An Interesting Time in One Man’s Life

It’s a weird time in my life right now. In exactly a week I will be hopping into my car with my dad to drive across this semi-great country of ours, fighting all sorts of weird leftover weather patterns from this winter, to go to Seattle in order to start a new life. I (still) have exactly nothing prepared for this trip. Still no apartment. No place to sleep, no stuff to put into an apartment, no clue as to what I’m doing. On top of that I still have nothing packed. My procrastinitis gene is kicking in nicely lately.

On top of that, today I went to probably one of the weirdest funerals I will ever have to go to. My grandma on my dad’s side passed away on Wednesday and so I got off work today to go with my family and pay last respects. The pastor who came to do the service was retired but knew Grandma from back in the day, so he seemed a good fit to do the honors. At first when he talked to all the immediate family in the sitting room he seemed like a good fit, calm, well spoken, and showing an experience that he has been doing this for a living for most of his life.

Unfortunately, or I guess fortunately depending on how you want to see it, he wasn’t quite so good once he got up in front of everyone. Sitting down he was fine, but he did mention he was suffering from vertigo before we entered the church. As the service started up he seemed OK, but then some of the stories he told us before started to blend into other ones, and didn’t make quite as much sense the second telling.

For example: In the sitting room he told us that this wasn’t a time to be sad, it was a time to grieve, and that there was a difference. He then went into how we were here to celebrate her life and remember her how she was, not is. In the church the story came out a little differently. This time he said that some of us were sad, and that some of us were here to grieve, and there was a difference. What that difference was, I’m not really sure, because he then went into a long tirade about how lawyers sucked and how his daughter was having problems of her own with a lawyer during (I’m guessing) divorce proceedings.

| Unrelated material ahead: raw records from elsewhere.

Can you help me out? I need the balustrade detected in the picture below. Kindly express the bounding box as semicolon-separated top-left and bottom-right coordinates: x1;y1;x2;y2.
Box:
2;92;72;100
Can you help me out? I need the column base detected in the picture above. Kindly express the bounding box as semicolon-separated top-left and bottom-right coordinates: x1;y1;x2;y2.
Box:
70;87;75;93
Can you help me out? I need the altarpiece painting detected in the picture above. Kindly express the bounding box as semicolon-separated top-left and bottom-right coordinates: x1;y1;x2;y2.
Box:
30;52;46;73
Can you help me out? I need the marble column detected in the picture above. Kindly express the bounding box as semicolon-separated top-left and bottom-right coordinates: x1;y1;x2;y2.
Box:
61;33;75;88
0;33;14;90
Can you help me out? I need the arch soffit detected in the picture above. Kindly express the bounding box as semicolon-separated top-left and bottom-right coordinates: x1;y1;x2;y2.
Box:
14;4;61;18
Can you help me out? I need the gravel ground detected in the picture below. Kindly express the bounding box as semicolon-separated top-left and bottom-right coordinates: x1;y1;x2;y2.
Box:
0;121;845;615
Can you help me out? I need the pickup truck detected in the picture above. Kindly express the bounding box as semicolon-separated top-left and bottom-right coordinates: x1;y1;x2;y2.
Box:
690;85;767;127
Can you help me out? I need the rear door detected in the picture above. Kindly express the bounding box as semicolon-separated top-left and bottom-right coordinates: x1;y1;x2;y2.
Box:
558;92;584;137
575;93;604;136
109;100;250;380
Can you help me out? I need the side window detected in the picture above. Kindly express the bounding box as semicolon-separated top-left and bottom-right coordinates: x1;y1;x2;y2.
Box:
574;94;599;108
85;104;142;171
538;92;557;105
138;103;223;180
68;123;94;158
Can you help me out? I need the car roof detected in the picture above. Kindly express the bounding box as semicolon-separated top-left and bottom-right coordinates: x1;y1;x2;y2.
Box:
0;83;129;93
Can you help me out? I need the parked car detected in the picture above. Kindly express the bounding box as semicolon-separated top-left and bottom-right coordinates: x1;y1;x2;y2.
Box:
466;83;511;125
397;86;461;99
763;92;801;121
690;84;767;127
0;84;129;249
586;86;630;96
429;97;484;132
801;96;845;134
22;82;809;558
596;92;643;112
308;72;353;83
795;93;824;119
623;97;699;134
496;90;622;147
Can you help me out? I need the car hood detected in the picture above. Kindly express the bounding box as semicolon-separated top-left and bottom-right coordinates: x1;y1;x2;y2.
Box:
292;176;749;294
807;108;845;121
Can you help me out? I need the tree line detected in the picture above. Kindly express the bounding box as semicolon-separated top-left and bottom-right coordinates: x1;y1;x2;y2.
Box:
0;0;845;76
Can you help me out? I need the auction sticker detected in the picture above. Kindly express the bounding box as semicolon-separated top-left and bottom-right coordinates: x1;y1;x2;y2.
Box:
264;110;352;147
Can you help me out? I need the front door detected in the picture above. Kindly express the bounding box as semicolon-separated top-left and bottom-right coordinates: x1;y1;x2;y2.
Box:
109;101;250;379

He went on and on about lawyers for a while, but before he finished what he was saying he stopped talking and just stood there. Then he yawned. And then he yawned again. Amen.

No one was really sure what was going on. My aunt Tiger used that opportunity to jump up and read some of the things the family remembered about my grandma. The poor guy didn’t even seem to know where he was at that point.

The whole thing was rather hilarious at that point. Everyone sat there, looking up in disbelief at what was happening. My other aunt, who was expected to be crying like a broken fire hydrant in the city in July was instead trying to hide her fits of laughter in the otherwise silent church. We all were. It was bizarre, like something out of a movie.

At least it gave everyone something to talk about once the service was over. Every once and a while you could see someone snickering with someone else, and you knew what it was they were talking about.